The second important thing, somewhat related to the first, is to always find meaning in the work you do. So much of physician burnout is tied to the fact that sometimes, the work we do becomes divorced from the satisfaction we derive from devoting our energy to a higher purpose. And it’s easy to understand how that can happen—it’s difficult to feel any gratification from fighting for hours a day with your EMR, and it’s hard to argue that these frustrating efforts have helped anyone, particularly the patients in our care.
But I think it’s important at the end of the day to take inventory on what you did that day that had purpose. And it doesn’t have to be a big thing each time. We’d all be burned out if we needed giant successes and miraculous intra-op saves to sustain us. The big things are great, of course, but much more often, it’s the little things that have more meaning. A small family interaction. A moment of connection with a colleague. A patient’s experience that was the better because of your involvement. Even the worst days have these small moments tucked inside them.
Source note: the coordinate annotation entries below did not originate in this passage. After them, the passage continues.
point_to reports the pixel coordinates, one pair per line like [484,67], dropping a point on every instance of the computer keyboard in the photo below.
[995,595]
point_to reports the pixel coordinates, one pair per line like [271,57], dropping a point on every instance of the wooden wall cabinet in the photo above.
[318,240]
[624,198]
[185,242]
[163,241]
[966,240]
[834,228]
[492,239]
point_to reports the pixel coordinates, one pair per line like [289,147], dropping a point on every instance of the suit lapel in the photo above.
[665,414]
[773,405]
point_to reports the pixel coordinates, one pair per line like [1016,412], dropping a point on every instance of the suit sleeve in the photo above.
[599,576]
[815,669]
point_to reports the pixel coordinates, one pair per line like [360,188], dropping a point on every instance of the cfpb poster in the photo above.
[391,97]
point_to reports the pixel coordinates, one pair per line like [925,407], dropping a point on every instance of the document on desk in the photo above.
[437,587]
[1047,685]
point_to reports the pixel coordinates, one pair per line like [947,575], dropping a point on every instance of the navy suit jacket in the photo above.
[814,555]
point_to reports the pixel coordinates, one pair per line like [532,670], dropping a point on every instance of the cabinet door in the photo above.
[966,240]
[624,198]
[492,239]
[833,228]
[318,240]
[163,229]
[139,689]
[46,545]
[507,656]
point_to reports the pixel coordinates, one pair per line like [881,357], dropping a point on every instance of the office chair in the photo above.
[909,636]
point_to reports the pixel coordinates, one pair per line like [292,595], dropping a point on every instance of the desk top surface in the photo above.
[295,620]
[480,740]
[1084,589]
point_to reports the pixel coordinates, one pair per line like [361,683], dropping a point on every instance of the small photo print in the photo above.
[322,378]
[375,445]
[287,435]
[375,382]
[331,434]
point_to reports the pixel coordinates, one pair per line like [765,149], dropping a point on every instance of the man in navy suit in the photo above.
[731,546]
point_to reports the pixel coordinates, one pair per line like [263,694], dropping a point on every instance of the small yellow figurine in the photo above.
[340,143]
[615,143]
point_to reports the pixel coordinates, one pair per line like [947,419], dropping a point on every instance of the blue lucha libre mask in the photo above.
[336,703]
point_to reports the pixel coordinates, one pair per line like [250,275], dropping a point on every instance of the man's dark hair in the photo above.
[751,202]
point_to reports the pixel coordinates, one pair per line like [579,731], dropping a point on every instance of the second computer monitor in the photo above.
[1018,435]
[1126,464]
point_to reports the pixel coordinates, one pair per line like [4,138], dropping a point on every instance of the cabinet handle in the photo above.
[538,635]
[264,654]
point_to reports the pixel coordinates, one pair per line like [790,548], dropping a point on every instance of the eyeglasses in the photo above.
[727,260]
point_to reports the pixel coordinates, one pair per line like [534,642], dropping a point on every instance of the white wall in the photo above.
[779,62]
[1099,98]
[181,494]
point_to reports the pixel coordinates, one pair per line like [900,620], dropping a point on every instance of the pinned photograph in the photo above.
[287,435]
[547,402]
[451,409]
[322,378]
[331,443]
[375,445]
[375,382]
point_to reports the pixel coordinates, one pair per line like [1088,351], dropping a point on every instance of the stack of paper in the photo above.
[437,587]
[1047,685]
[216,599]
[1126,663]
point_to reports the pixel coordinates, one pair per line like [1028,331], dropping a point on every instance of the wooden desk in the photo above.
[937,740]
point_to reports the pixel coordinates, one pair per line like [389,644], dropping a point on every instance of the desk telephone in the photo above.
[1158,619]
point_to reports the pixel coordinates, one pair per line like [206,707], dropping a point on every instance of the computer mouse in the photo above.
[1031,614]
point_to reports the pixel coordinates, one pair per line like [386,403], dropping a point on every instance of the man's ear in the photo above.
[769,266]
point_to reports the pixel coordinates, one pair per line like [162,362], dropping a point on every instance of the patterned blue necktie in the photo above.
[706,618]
We tend to forget the little things, because we unfortunately work in a field where perfection is the default assumption. But remember what gives you purpose, and find the small ways you fulfilled that purpose at the end of each day.
What is your routine/ habits to stay up to date with our practice (reading articles, learning the latest evidence, etc) and what do you typically recommend trainees to do to stay up to date?
I’m certainly not as good at staying up to date as many of my more brilliant colleagues (both during training and after), but one thing I’ve tried to do my entire career is always learn something based on my work each day. If I meet a patient with an unusual condition with which I’m not familiar, I’ll print out a review article and read that. If a patient asks me a question that I can’t answer readily, I’ll look up the latest practice guidelines and review those. If a surgeon come in with a novel technique that I’ve never heard of, I’ll look it up, and try to review the anesthetic implications of the approach.
Granted, this approach can be a little scattershot (and the ASA has more formal systematic review courses for larger topics at my disposal), but as a matter of bite-sized daily learning, I find connecting my reading with my day-to-day patient care incredibly effective, because it feels intimate, and immediate, and instantly useful. It’s not the only form of study I’d recommend to stay up to date, but as a matter of keeping yourself in check and not defaulting to assumptions and reflex, tying daily learning in with the patients right in front of you is a tremendous motivation.